And it was even worse if the individual was turned out like a character in a recruiting commercial. Excellence at foot and arms drill could more than compensate for a shoe-sized IQ and the social skills of a drunken spider monkey.


----------



## dimsum (19 Jul 2015)

Old Sweat said:
			
		

> Excellence at foot and arms drill could more than compensate for a shoe-sized IQ and *the social skills of a drunken spider monkey.
> *



 :rofl:


----------



## OldSolduer (19 Jul 2015)

Old Sweat said:
			
		

> And it was even worse if the individual was turned out like a character in a recruiting commercial. Excellence at foot and arms drill could more than compensate for a shoe-sized IQ and the social skills of a drunken spider monkey.



Now THAT quote is so true. I've seen some characters and not all were good ones.....


----------



## PPCLI Guy (19 Jul 2015)

Old Sweat said:
			
		

> for a shoe-sized IQ and the social skills of a drunken spider monkey.



Last time I saw that phrase was on my PER!


----------



## Brad Sallows (19 Jul 2015)

>the social skills of a drunken spider monkey.

The junior residences at university were a lot of fun, though.


----------



## PuckChaser (19 Jul 2015)

PPCLI Guy said:
			
		

> Last time I saw that phrase was on my PER!



Guess that's better than your potential section saying "N/A".


----------



## dapaterson (19 Jul 2015)

Hmm... the potential section on mine just said :rofl:


----------



## cavalryman (20 Jul 2015)

Old Sweat said:
			
		

> And it was even worse if the individual was turned out like a character in a recruiting commercial. Excellence at foot and arms drill could more than compensate for a shoe-sized IQ and the social skills of a drunken spider monkey.


Lordy, but that brings back memories.  One of the most smartly turned out NCOs in the battalion when it came to drill and deportment was picked up by the MPs (by accident no less!) for dealing pot.  Needless to say, the ensuing court-martial found the guilty bastard, er... guilty and he was no longer a soldier, let alone an NCO.  The fact that I wrote his PER a few months before he was caught still makes me cringe when I recall his high ranking among his peers - as per the RSM's decree.


----------



## jollyjacktar (20 Jul 2015)

Old Sweat said:
			
		

> the social skills of a drunken spider monkey.

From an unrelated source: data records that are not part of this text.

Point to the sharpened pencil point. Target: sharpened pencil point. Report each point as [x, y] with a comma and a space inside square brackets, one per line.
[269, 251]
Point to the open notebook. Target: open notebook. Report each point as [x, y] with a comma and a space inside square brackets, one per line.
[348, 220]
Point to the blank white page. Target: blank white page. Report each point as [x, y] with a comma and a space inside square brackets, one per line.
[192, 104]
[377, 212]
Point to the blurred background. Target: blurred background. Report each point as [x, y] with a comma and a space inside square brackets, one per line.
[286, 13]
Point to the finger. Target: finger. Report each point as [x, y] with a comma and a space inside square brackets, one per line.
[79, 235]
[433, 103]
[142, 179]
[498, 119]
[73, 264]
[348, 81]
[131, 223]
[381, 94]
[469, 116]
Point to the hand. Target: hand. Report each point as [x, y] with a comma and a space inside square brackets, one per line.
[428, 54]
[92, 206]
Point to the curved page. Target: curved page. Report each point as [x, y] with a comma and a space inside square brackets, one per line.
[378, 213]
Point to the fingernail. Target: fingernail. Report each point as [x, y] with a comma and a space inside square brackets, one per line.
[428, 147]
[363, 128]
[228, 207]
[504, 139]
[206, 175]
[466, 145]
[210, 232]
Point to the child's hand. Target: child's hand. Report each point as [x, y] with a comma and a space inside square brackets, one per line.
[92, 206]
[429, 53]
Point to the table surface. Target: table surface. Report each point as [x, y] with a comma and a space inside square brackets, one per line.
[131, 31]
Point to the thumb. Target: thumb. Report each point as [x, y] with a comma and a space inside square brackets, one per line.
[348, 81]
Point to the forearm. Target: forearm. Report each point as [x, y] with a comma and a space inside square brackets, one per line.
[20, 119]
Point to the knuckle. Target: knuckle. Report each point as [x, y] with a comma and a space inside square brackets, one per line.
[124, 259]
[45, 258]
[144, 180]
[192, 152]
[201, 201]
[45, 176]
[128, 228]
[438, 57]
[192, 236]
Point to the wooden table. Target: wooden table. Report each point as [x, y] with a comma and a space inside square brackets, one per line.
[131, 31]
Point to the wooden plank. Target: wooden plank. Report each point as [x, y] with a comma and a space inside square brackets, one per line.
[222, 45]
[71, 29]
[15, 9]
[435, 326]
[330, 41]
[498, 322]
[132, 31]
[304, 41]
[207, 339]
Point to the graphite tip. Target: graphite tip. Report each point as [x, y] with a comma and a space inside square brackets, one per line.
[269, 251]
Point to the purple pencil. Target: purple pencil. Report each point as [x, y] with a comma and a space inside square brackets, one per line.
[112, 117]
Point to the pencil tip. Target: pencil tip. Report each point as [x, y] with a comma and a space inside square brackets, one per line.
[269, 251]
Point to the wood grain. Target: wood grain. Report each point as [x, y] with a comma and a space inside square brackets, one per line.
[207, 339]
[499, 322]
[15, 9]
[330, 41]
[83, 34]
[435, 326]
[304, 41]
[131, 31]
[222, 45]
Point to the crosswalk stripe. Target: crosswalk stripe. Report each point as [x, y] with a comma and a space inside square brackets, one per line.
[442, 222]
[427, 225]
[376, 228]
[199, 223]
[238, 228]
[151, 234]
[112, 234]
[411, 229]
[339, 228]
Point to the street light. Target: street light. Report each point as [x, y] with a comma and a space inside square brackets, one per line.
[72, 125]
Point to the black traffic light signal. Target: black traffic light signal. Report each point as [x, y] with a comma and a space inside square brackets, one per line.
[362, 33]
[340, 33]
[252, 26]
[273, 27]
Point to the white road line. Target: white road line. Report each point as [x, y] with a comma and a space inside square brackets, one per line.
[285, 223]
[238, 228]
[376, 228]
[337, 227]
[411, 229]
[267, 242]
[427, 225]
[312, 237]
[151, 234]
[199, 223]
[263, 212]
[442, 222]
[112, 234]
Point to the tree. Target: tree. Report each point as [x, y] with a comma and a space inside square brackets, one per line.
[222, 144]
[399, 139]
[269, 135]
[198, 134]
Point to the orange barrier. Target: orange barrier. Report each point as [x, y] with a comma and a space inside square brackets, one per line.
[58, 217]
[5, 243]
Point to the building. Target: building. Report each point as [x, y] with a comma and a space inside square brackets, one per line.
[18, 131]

Well, the navy has taken care of the sobriety of its monkeys.  Foreign ports and the messes are rather dull afairs now so I am told.


----------



## Underway (20 Jul 2015)

Worked under Vance twice in Afghanistan,  the few times I dealt with him he was excellent.  Hope springs eternal, as of now no complaints on the selection...


----------



## observor 69 (20 Jul 2015)

"But Lawson’s time as top general was an undistinguished one, partly due to his own character — he was a poor communicator — but also partly due to the circumstances of the time."

"Some will say Lawson was promoted too quickly. Considered bright but not distinguished in the way it matters in most militaries, insiders say he quickly lost influence within the PMO partly because he lacked the battlefield experience of his two predecessors."

http://blogs.canoe.com/davidakin/defence-2/a-warrior-for-the-working-day-vance-takes-over-with-high-hopes/

Looking back one seriously wonders, is the RCAF by it's very nature incapable of producing an officer with the qualities required of 
a strong CDS?


----------



## Remius (20 Jul 2015)

Baden Guy said:
			
		

> "But Lawson’s time as top general was an undistinguished one, partly due to his own character — he was a poor communicator — but also partly due to the circumstances of the time."
> 
> "Some will say Lawson was promoted too quickly. Considered bright but not distinguished in the way it matters in most militaries, insiders say he quickly lost influence within the PMO partly because he lacked the battlefield experience of his two predecessors."
> 
> ...



Why would you think that exactly, looking back that is?

So the last one was General Henault.  What was the issue with him?


----------



## observor 69 (20 Jul 2015)

Seeing as how I was around when a lot of RCAF officers were CDS I agree with your comment. 
I think Henault was a fine CDS. And when I check  WIKI  and review the CDS who were RCAF they as I recall  were all very solid performers.
Has it only been ten years since Henault retired? I guess he got eclipsed by Hillier and the events of Afghanistan followed by Lawson's low profile tenure.


----------



## Remius (20 Jul 2015)

Baden Guy said:
			
		

> Seeing as how I was around when a lot of RCAF officers were CDS I agree with your comment.
> I think Henault was a fine CDS. And when I check  WIKI  and review the CDS who were RCAF they as I recall  were all very solid performers.
> Has it only been ten years since Henault retired? I guess he got eclipsed by Hillier and the events of Afghanistan followed by Lawson's low profile tenure.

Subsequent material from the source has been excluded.